I am trying to get a grasp of hard margin SVMs. In the lecture I am watching the professor talks about a classification equation which when a positive sample is input, returns a value of $1$ or more; and when a negative sample is input, returns a value of $-1$ or less. The graph below shows the vector $\overrightarrow{w}$ which is perpendicular to the separating hyperplane and an arbitrary point with unknown class $\overrightarrow{u}$.
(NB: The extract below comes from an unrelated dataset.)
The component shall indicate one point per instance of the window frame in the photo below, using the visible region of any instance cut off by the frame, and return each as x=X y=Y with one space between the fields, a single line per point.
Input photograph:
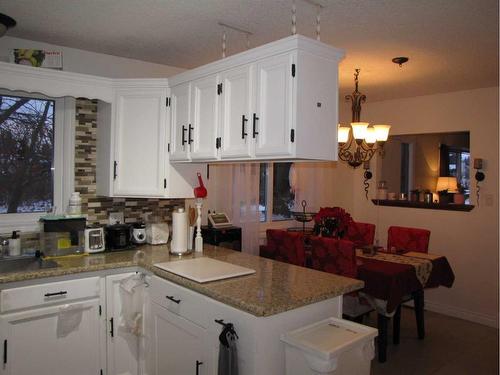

In the lecture it says that:
$$\overrightarrow{w} \cdot \overrightarrow{u_+} + b \geq 1 \textrm{ , for positive class samples}$$
$$\overrightarrow{w} \cdot \overrightarrow{u_-} + b \leq -1 \textrm{ , for negative class samples} $$
To me it seems that we should take the projection of $\overrightarrow{u}$ on $\frac{\overrightarrow{w}}{|\overrightarrow{w}|}$, since this would give the component of $\overrightarrow{u}$ in the direction of $\overrightarrow{w}$. If this component is greater than the distance to the decision boundary/hyperplane, $b$, then $\overrightarrow{u}$ is a positive sample, if it is less then it is a negative sample. In math terms
$$\frac{\overrightarrow{w}}{|\overrightarrow{w}|} \cdot \overrightarrow{u_+} - b > 0$$
$$\frac{\overrightarrow{w}}{|\overrightarrow{w}|} \cdot \overrightarrow{u_-} - b < 0$$
If $\overrightarrow{u}$ lies on the decision boundary then the above expressions will be equal to 0.
If $\overrightarrow{u}$ lies on a support vector hyperplane, then the above expressions will be equal to $m$ or $-m$ for positive and negative samples respectively, where $m$ is the margin from the decision boundary to any support vector.
I don't understand the lecturer's equations. Why is the value for positive sample classification $\geq 1$? Why is the value for negative sample classification $\leq -1$? Furthermore, what does $b$ represent in the lecturer's equations?
Basically, I have trouble understanding the proposed equations, but they should be doing the same thing as mine.